We always put our Christmas tree up the Friday after thanksgiving. Always. No exceptions. Well, except when we go out of town. Then, we live with the unsettling feeling that the universe as we know it is coming to an end until the following weekend, when everything can be put to rights. As my kids would say--it's tradition! Tevye has nothing on my kids when it comes to holidays. But over 24 years of four-legged and 19 years of two-legged children, our Yuletide offering bush has had some interesting adventures. I should have expected this the first year I went off to college and our two-foot Kmart special sported both cheap glass balls and dreidels. Ours was a multicultural dorm room.
There was the Sunday my husband and I came home from church and noticed something not quite right as we peered through our living room window. Our apartment being a semi-basement unit two feet away from a busy sidewalk, anyone could peer through our windows. The tree had fallen and couldn't get up. Specifically, our five-month-old kitten had climbed the tree and found the small newlywed-affordable KMart stand insufficient for balancing feline acrobats. Down came the tree. Down came the cat. Down came favorite fragile ornaments. Thus, we discovered the trick of tying our Christmas tree to a ceiling hook with fishing line. Done it ever since.

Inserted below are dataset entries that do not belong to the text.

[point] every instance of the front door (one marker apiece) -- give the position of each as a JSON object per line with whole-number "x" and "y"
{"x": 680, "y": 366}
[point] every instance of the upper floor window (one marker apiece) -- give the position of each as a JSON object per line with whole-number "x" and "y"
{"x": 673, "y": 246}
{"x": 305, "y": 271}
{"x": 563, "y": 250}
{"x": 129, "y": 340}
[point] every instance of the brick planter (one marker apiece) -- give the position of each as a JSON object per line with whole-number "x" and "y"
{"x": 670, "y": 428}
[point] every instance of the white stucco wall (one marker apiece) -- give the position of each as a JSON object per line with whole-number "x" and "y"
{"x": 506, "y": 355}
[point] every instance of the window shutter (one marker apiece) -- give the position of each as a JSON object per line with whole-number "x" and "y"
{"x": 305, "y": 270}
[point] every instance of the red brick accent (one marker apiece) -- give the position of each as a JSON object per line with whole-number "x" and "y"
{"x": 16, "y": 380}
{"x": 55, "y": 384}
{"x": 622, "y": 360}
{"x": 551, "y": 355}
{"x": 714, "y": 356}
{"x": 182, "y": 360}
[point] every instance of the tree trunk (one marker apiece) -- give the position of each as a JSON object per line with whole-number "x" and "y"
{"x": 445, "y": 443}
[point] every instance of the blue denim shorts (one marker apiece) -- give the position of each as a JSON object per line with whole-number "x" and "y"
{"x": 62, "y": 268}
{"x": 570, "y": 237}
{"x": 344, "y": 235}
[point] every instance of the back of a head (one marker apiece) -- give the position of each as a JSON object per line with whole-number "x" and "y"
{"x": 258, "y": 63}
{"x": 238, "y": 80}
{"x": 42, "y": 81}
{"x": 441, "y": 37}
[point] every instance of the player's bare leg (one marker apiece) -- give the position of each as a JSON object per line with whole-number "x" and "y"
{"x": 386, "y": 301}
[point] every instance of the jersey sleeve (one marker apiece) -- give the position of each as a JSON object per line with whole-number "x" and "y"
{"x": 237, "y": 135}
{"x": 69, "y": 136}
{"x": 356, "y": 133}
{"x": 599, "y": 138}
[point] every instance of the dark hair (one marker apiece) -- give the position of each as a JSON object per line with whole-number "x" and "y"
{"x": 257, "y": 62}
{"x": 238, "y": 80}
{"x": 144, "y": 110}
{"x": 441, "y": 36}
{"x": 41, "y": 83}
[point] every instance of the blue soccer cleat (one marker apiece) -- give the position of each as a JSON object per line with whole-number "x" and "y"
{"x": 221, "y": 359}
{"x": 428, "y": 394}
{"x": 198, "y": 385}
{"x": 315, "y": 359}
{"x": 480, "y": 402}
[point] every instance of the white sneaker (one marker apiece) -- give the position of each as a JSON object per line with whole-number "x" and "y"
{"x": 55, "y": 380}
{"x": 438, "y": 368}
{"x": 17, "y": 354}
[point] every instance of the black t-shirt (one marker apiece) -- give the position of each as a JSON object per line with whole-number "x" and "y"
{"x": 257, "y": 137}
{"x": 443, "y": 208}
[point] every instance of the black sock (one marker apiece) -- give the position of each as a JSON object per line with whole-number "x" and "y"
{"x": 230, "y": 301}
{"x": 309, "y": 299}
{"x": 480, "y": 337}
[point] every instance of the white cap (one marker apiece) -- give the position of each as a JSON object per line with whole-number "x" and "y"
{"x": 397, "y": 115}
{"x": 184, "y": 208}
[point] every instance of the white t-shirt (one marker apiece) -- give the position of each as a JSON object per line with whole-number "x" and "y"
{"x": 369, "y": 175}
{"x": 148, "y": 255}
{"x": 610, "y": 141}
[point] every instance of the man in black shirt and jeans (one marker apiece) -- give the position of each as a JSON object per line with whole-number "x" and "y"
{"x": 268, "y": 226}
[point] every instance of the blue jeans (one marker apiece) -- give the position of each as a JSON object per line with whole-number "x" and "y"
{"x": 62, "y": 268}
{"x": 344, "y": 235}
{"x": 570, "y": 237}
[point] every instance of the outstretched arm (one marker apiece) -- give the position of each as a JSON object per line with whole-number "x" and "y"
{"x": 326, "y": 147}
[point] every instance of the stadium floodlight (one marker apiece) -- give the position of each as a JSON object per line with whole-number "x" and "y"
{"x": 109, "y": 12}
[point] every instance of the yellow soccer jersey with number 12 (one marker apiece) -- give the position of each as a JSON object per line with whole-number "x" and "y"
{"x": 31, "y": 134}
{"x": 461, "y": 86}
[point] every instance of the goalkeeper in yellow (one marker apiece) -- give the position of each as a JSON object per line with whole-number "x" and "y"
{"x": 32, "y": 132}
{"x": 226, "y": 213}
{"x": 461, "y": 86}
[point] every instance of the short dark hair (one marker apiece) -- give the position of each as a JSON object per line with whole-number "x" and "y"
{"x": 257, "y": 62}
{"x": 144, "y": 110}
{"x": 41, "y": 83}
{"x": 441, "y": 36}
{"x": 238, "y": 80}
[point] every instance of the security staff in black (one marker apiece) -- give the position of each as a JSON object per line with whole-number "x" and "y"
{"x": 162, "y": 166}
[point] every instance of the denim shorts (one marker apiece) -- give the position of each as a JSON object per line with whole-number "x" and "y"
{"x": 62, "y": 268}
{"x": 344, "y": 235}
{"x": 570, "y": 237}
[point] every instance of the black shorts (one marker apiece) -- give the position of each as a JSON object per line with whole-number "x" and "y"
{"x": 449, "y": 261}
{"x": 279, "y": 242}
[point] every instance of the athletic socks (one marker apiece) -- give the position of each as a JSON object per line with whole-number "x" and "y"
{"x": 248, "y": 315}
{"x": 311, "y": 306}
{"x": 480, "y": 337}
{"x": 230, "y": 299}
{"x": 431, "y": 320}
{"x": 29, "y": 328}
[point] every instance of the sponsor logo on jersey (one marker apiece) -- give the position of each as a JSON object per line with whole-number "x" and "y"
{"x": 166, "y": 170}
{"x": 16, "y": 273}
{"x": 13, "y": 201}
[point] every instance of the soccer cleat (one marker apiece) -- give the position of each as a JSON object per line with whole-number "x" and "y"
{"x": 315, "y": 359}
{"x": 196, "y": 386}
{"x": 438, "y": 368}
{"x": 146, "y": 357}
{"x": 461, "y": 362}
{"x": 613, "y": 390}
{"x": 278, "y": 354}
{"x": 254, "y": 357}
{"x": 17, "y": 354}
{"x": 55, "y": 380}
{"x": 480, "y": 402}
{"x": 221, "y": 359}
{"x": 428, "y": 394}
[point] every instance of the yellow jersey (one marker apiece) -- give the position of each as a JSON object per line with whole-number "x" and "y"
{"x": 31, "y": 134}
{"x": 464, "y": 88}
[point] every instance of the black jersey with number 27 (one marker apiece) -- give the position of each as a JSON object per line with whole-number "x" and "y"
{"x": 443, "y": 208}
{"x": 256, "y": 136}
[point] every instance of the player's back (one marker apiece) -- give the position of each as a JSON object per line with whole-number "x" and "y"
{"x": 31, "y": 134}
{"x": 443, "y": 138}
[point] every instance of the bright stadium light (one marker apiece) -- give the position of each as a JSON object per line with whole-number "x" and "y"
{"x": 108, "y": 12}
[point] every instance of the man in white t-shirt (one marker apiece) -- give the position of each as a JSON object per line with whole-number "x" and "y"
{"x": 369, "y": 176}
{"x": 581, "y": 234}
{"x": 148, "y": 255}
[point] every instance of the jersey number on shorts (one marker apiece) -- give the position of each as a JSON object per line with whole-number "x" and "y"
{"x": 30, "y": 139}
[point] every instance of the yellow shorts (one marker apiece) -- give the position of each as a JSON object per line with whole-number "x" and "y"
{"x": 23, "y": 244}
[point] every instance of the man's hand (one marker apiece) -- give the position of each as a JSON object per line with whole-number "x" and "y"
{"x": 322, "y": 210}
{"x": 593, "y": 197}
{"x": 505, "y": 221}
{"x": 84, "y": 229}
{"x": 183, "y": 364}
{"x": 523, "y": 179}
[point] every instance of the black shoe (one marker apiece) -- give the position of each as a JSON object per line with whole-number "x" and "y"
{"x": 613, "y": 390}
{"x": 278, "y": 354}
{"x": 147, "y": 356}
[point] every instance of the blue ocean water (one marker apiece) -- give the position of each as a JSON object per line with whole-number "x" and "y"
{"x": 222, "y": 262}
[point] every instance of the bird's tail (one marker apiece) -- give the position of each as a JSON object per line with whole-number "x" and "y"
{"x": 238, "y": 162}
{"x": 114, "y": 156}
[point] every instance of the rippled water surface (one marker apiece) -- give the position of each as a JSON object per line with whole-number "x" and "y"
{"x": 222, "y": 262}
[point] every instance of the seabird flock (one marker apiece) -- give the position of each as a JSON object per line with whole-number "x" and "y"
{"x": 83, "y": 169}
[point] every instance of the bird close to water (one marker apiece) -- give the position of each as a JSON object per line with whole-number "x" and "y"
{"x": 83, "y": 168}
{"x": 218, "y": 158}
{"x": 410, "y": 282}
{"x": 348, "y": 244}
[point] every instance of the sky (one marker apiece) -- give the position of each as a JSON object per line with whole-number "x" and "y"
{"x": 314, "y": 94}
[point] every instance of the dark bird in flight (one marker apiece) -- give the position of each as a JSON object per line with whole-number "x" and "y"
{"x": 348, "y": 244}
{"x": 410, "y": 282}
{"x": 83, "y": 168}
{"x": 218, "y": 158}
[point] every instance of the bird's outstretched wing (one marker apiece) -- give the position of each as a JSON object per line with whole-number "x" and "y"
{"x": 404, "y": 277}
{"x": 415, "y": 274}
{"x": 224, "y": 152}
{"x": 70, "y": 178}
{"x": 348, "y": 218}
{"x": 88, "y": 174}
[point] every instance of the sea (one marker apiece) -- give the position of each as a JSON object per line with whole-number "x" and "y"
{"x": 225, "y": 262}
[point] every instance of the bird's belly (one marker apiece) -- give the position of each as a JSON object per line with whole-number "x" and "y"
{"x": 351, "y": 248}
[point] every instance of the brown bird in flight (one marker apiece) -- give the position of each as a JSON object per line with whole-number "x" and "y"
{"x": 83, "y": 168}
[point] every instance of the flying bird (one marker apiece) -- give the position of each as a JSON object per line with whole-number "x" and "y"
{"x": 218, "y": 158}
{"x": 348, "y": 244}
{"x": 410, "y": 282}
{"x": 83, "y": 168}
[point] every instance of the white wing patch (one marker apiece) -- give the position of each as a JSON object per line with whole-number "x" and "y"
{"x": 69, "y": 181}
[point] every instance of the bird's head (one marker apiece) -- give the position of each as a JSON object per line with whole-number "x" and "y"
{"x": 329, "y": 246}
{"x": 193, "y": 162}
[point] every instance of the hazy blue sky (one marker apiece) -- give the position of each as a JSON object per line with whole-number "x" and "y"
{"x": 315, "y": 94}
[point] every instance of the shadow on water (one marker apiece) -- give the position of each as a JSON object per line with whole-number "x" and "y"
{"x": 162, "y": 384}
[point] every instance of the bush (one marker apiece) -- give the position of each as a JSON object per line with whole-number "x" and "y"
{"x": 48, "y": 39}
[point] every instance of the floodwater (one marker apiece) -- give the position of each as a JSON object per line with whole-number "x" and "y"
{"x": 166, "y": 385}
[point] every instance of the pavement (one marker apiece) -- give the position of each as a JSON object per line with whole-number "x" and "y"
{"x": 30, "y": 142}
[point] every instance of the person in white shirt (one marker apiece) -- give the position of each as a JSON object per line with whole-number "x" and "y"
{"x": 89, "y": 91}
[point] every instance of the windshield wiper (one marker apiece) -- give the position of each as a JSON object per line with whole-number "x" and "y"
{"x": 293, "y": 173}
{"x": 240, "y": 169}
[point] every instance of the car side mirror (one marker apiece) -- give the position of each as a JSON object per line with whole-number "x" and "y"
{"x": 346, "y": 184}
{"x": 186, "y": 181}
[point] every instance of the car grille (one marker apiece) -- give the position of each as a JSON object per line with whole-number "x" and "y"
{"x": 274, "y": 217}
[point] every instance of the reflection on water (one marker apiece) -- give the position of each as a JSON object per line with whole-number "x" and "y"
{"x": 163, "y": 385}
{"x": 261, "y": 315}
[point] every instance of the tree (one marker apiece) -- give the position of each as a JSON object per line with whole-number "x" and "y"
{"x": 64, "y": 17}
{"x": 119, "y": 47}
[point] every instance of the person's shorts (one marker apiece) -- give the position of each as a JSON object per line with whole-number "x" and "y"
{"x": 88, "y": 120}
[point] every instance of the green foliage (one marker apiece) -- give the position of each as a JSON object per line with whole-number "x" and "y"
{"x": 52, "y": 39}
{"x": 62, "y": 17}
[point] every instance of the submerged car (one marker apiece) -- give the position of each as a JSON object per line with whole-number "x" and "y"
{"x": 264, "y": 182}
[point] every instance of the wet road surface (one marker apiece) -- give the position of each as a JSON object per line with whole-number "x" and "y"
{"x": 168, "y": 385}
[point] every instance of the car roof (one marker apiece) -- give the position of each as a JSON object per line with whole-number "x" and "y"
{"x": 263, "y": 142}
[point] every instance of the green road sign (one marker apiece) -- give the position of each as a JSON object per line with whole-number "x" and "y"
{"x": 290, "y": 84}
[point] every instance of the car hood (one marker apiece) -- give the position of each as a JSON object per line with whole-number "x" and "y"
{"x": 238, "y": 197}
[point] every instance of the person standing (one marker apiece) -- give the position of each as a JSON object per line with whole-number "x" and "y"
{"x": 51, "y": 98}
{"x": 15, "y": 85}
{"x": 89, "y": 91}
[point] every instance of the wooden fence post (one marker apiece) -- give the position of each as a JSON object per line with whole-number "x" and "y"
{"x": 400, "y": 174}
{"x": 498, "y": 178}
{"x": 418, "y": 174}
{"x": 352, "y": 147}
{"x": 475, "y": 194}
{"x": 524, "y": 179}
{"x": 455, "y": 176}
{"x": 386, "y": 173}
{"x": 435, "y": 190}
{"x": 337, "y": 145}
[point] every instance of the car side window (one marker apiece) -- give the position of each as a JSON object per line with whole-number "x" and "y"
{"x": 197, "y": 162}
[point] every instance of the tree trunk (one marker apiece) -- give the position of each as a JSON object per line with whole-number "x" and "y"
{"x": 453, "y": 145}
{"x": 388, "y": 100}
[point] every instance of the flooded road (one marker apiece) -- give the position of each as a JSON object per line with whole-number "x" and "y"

Then came the year two of the kids had made adorable ornaments at school out of dog biscuits, pipe cleaners, copious glitter, and their kindergarten photos. While digging out said ornaments, no one suggested that putting them within reach of the dog might be a bad idea. The next morning, those little faces in the photos looked like they had been mauled by a rabid stapler. And the dangling, naked pipe cleaners--just not festive.
Or the several years we realized, short of penning the babies for the duration of December, we needed some other measure to protect our tree from having everything on the bottom foot yanked down and, possibly, eaten again, this time by small ones who should probably not eat such things. Whatev er they say, mothers are the real mothers of invention. We put the tree in the playpen instead of the kids. Baubles all safe, out of harm's way. (Our oldest, upon hearing that phrase when she was two, indignantly protested--"My name is not harm!")
How about all the years 80 percent of the ornaments hung on 20 percent of the tree? The bottom 20 percent--the only limbs within reach of a five-year-old. Not Martha Stuart quality? Probably not. But I discovered something about perfect decor that first year the girls helped decorate for Christmas. I could do it my way--and have a perfect tree. Or I could let them help, eat cookies with them, giggle and tickle, and take lots of pictures of our 20 percent tree. A perfect house or a perfect memory? Since I'll never achieve the former anyway, it's kind of a no brainer.
In ensuing years, they put out the other decorations, too. In some very interesting places. So I might not have put the nativity set in the bathroom. Perhaps, in hindsight, that's where one could spend the most time contemplating it. The important thing wasn't how they did it but that they did it, and felt connected to the Christmas traditions and meaning. Now, much older, sometimes they come up with better decorating ideas than I do, and they're willing to take risks and think outside the Christmas ornament box. I like to think it's a direct result of our 20-percent Christmas tree days.
And by the way, keep the fishing line out. There's a new kitten in the house.